Le agenzie di rating probabilmente non piacciono a nessuno ma, volenti o nolenti, svolgono una funziona fondamentale per l’economia ossia “dare i voti” ai titoli.
Le loro valutazioni permettono agli investitori di orientarsi e di creare i propri portafogli con cognizione di causa.
Oggi, probabilmente, svolgono una funzione ancora più importante perché stiamo facendo molto affidamento sul Quantitative Easing e la notizia di un possibile declassamento da parte di Mooby’s non è proprio la migliore delle notizie.
Perché? Qual è il problema?
Bisogna notare che sono ritenuti idonei all’acquisto (per quanto riguarda il Quantitative Easing) solo i titoli con rating a livello di investimento, vale a dire almeno BBB- nella scala di Standard&Poor’s, Fitch, Dagong e Dbrs e Baa2 in quella di Moody’s.
Attualmente i rating assegnati all’Italia sono:
1) BBB per Standard&Poor’s
2) BBB per Fitch
3) BB+ per Dagong
4) Baa2 per Moody’s
5) BBB+ per Dbrs
Dando un primo sguardo veloce parrebbe che sia sufficiente un’ulteriore riduzione per far sì che la Penisola, per continuare a trarre beneficio dal Quantitative Easing, debba accettare un programma di aiuti, cioè l’intervento della troika.
Esattamente la condizione imposta alla Grecia.
In realtà è previsto l’acquisto dei titoli “che siano valutati almeno BBB- da almeno una delle maggiori agenzie”.
Niente affatto!
Questo perché il declassamento rende il titolo più rischioso e quindi viene richiesto un tasso di interessi superiore.
L’aumento dei tassi di interesse porta ad un deprezzamento dei titoli di lunga scadenza che le banche hanno in pancia. Ciò incide sui bilanci, già provati, in tema di accantonamenti, dall’introduzione di IFRS9. In questo caso l’aumento del rendimento dei titoli di stato potrebbe scoraggiare le banche a erogare prestiti a famiglie e imprese, che potrebbero rivedere al rialzo gli interessi chiesti sui NUOVI mutui.
Secondo Carlo Cottarelli, se per ogni punto percentuale di aumento dei tassi si producesse un incremento di pari dimensione del costo medio di finanziamento per imprese e cittadini, si avrebbe ogni anno un costo aggiuntivo di 1,8-2,8 miliardi.
Con un debito declassato (magari anche dalle altre principali agenzie di rating che spesso seguono a ruota) e quindi meno affidabile, aumenterebbe il costo di rifinanziamento per il Tesoro.

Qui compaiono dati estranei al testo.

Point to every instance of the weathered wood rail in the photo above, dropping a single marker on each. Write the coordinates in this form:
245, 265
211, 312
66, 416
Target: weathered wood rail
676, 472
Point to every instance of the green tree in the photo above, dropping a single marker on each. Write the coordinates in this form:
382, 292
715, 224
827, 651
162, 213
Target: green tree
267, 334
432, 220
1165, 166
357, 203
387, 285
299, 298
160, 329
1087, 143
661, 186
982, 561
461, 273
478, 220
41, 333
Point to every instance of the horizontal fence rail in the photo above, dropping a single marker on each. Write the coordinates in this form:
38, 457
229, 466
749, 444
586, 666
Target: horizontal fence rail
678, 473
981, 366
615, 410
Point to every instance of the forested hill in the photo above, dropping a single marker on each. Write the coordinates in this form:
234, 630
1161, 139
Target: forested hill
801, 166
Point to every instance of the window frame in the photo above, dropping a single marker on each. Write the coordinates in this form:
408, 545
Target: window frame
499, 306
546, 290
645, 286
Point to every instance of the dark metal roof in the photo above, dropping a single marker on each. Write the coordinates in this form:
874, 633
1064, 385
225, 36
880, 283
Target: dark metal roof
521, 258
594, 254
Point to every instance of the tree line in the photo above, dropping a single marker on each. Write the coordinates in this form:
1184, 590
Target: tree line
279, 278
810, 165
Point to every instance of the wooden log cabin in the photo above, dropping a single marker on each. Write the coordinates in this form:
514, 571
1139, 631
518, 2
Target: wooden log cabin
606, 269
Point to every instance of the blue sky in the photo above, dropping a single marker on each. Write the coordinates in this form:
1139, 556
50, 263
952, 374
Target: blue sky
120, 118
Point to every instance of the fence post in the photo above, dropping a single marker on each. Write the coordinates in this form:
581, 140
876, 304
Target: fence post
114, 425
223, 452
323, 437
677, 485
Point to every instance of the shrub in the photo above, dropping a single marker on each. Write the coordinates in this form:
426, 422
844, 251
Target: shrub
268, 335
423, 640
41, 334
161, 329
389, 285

Nel caso in cui, stima l’Ufficio Parlamentare di Bilancio, si verificasse uno shock di 100 punti base (1%) su tutta la curva dei rendimenti (a partire da gennaio 2018 e per tutto il periodo di previsione del DEF, quindi fino al 2020), la spesa per interessi crescerebbe di circa 1,8 miliardi nel primo anno, 4,5 miliardi nel secondo e 6,6 miliardi nel 2020. Di conseguenza, il fabbisogno crescerebbe di 0,1, 0,3 e 0,4 punti di PIL.